Housing is Expected to Boost the Economy
In a recently released report, Fannie Mae upgraded its forecast for 2020 U.S. economic growth to 1.9% from 1.7%, predicting that consumer spending and the housing market will boost gross domestic product if a “phase one” trade deal is reached between the United States and China. Both countries were sending out hints to the media that a deal is close to completion. Then, suddenly, President Trump signed a congressional bill in support of the Hong Kong democracy protesters. The Chinese government’s response was harsh, threatening unnamed consequences. Suddenly faith that a deal would be reached cratered.
Then something surprising happened. “The Chinese foreign ministry said the U.S. would shoulder the consequences of China’s countermeasures if it continued to act arbitrarily in regard to Hong Kong.” The operative words in the above statement is “if the U.S. continues” Here it seems the Chinese have blinked, as they are realizing that while a trade war (tariffs) hurt both country’s economies, the economic pain is far more for China. This is because China’s economy is based far more than America’s on exports – heavily to the U.S. Therefore, the Chinese economy suffers more during a tariff driven trade war. So, it seems, at least for now, that while there may be a pause in trade negotiations, a phase one deal is likely to be reached, bolstering the U.S. economy and housing with it.

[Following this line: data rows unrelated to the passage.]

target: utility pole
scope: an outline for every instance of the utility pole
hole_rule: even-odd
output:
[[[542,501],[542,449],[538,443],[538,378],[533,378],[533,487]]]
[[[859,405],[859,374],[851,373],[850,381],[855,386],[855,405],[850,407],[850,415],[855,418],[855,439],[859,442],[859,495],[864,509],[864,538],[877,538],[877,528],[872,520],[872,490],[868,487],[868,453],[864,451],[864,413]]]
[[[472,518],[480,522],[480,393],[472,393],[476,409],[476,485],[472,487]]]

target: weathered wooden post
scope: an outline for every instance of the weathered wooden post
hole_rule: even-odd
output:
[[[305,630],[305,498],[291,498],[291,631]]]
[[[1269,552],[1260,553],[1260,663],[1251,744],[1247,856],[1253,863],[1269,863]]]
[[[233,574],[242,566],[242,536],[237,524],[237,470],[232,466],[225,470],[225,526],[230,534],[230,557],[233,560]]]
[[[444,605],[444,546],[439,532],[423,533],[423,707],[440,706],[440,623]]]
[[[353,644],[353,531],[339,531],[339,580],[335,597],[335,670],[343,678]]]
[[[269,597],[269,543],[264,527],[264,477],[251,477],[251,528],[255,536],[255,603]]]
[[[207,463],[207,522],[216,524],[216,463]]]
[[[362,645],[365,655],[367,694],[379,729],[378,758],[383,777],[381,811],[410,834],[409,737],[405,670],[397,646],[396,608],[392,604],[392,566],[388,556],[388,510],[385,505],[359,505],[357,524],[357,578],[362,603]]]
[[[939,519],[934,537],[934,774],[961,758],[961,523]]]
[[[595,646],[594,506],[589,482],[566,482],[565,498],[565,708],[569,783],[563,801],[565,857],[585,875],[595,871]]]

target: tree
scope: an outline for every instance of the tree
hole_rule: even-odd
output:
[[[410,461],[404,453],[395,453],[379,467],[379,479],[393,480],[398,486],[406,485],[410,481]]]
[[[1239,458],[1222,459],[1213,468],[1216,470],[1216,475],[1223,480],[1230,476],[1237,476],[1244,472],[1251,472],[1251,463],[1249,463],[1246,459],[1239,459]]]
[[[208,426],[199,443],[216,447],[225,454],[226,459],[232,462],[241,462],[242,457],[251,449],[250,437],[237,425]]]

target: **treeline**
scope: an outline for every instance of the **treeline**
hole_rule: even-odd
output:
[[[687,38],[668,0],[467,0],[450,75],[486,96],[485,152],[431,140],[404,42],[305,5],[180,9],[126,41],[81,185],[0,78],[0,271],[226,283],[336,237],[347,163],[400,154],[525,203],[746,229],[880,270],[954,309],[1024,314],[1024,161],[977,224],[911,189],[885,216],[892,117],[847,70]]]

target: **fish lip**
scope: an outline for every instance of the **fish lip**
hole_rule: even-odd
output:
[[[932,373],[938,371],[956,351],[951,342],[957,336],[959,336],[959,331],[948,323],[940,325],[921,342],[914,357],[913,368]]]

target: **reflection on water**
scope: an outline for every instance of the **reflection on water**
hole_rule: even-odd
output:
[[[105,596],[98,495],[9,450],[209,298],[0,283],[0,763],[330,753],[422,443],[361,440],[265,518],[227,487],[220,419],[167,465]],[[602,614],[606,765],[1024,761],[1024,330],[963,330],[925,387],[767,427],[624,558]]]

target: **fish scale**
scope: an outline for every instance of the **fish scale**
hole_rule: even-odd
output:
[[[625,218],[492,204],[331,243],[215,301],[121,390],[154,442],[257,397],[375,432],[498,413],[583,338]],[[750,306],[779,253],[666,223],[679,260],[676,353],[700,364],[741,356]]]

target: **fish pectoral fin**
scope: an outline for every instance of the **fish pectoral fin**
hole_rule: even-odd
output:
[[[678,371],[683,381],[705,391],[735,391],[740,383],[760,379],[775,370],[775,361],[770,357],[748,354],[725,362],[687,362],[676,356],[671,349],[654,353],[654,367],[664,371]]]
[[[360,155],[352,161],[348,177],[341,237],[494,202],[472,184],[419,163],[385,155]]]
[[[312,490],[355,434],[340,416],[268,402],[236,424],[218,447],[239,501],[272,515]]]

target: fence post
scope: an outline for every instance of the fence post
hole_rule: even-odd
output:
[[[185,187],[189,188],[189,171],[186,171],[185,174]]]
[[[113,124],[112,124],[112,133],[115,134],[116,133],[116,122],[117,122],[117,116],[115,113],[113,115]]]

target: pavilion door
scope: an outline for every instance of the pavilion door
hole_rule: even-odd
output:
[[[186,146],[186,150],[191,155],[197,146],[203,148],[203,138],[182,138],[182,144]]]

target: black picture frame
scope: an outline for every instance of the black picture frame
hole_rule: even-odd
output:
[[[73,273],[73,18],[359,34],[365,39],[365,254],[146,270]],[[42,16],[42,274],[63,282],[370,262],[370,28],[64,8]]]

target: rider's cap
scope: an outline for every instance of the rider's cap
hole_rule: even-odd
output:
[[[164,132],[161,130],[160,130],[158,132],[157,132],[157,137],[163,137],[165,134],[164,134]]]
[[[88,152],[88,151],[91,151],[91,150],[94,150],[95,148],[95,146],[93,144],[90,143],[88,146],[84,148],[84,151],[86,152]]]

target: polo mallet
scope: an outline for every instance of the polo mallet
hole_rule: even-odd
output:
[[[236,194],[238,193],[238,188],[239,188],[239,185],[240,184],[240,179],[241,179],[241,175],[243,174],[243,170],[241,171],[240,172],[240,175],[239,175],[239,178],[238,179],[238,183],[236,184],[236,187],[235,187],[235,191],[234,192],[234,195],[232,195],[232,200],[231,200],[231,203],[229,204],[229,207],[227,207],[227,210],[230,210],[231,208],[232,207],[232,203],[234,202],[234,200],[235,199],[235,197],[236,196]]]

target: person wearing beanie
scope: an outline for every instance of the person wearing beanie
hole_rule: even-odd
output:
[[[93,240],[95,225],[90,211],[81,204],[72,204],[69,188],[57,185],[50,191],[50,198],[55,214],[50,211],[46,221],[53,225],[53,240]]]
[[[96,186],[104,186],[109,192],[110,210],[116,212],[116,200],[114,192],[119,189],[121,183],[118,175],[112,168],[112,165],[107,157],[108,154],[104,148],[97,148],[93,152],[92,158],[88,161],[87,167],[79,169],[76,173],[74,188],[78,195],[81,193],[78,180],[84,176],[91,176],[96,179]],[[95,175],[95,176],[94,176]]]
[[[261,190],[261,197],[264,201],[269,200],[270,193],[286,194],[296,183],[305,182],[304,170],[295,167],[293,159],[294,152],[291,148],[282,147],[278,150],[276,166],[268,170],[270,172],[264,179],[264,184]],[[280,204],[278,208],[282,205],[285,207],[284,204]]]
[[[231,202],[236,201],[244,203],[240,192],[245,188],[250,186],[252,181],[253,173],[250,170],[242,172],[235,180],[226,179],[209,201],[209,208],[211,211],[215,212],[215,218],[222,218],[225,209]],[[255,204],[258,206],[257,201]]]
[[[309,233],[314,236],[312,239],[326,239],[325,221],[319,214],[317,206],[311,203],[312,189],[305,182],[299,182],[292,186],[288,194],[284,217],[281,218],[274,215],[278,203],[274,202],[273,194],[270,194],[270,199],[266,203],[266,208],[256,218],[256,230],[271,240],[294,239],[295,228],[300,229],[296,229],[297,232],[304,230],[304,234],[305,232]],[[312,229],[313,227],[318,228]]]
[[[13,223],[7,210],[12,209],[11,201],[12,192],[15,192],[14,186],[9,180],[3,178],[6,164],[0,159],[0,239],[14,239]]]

Fannie Mae suggested in its report that housing will continue to function as a positive contributor to growth in the near term. “Even as uncertainties mount, we continue to expect the domestic economy to produce solid, if not spectacular growth,” said Doug Duncan, chief economist at Fannie Mae. He added that, “Positive contributions from single family housing construction, home improvements, and broker’s fees pushed residential fixed investment growth to a robust 5.1% annualized pace this quarter …”
Evidence for the health of the housing market can be seen in the data, “New and existing single-family home sales advanced in the third quarter, as did permits, and starts,” according to Housingwire.
The other good news for the housing market is that according to the latest survey by Bankrate, “The benchmark 30-year fixed mortgage rate is 3.66%, with an APR of 3.77%.” These historically low rates should further serve to lift the housing market in the year ahead. Additionally, Fannie Mae predicts we could see one last rate cut by the Federal Reserve in early 2020. A rate cut by the Fed should also drive down mortgage rates even further.
With a trade deal likely, low mortgage rates, and a healthy economy, 2020 should be a healthy year for the housing market.